I could already hear the collecting grunting of thirty or so men behind me, swatting flies away with their programs, wondering what the hell was holding the line up. “Thailand is very hot,” I answered.

“Are you married yet?”

“No I am not.” Please print the ticket before I get stampeded. “Horse number twelve, to win, 200 baht please.”

“Do you like Thai people? Are Thais hospitable?”

It was starting to get scary. She was protected by bulletproof plastic in her little hut. The fact that no one was drinking made me realize how serious this was to them. “What’s going on? What’s the problem up there?”

“Can you eat spicy food?”

“Yes I can, I ordered some food already and it’s getting cold. Please let me bet 200 baht on horse number twelve for the next race.”

“Sure, here’s your ticket. Good luck.”

Ding, ding, ding.




“Salt water is good for the mental abrasions one inevitably acquires on land.”
Jimmy Buffet, A Pirate Looks at Fifty

It’s funny, the Thailand on the front of the welcome booklet is not the one that I’ve been living in the past 17 months. I remember drooling over the photo of palm trees and white-sand beaches, thinking I had won the lottery. Then I came and got to experience life on a plateau. A plateau is a hideous, waste of clay. A plateau is where God got lazy. But a plateau is not without irony- constantly hot and dry, flash floods appear at the first drop of unexpected rain. It was high time that I set out to go see those crystal clear waters and jagged mountains of Southern Thailand.

We decided to go to the ultimate tourist beach of Thailand- Phuket. 90% of the beautiful pictures and tourist tsunami stories we associate with Thailand come from Phuket. The beaches were bare, no tourists at all made their way to our portion of the island. And since Thais are scared to death of the sun, we basically had the beach to ourselves every day for two weeks.

For me, vacationing is about relaxing. Having any kind of schedule is anathema. So for us to get all the fun we had in mind out of our systems, we needed a couple of weeks to let them happen at their own pace. I went down with two other guys, and it was a friend of a friend of a friend that lent us the house we stayed in, that made those two weeks affordable.

There were plenty of days that blended into each other, spent sitting at the beach, reading a book, daydreaming. Plenty of time spent pondering how strange this landscape was, the perfectly straight horizon on the sea interrupted by this vertical monstrosity of rocks. How did they get there? They look like they dropped out of the sky, or like giant molars covered with moss.

On the second to last day, we broke the bank and went on a snorkeling trip.

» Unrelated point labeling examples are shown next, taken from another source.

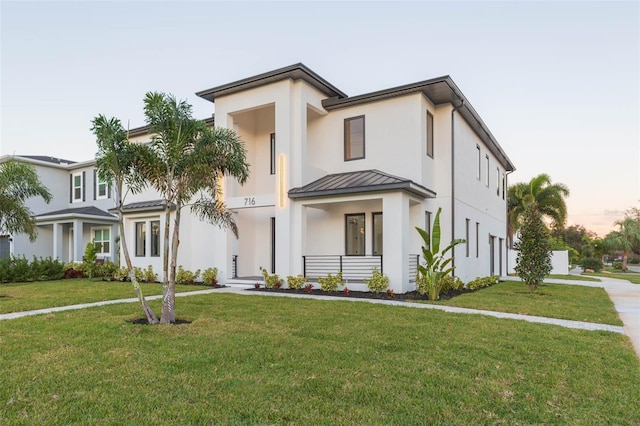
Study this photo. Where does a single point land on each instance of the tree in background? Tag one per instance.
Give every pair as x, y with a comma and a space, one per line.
626, 237
548, 198
115, 162
534, 250
19, 182
185, 163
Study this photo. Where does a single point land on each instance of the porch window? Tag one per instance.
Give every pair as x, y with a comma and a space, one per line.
354, 138
155, 238
429, 134
377, 233
102, 240
354, 237
141, 238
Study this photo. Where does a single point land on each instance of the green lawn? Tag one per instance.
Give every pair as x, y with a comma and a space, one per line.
267, 360
46, 294
572, 302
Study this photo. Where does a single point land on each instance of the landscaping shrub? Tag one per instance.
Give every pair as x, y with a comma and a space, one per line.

Well worth the money. We sped from coral hotspot to famous beaches all day, with 30 minute snorkeling opportunities at each stop. It felt like swimming around in a giant, stuffed aquarium. Fish swam all around us, colorful coral swayed with the tides below us, while we swam around in euphoria, the threat of jellyfish our only worry. We laid out on the beach from “The Beach”. The movie is much more believable while you’re on the island, because you can’t help but fantasize about staying there, and thinking of how you could pull it off.

After the vacation was over, we were all ready to move on. For two of us, it was back to our sites and a new beginning: our final year. For my other friend, it was goodbye. He had served out his two years, plus one year of extension, and was headed back home to the States.

This next year it will be tough to keep my mind in Isaan. I finally have the language ability to get work done at my site, yet will undoubtedly be distracted by the thought of starting anew wherever I land next. For the first time in my service, I’ve stopped counting up when thinking of how long I’ve been here, but started counting down the months I have left.

I don’t know if that kind of thinking is very healthy, but I must admit I’ve had some thoughts on those lines from time to time.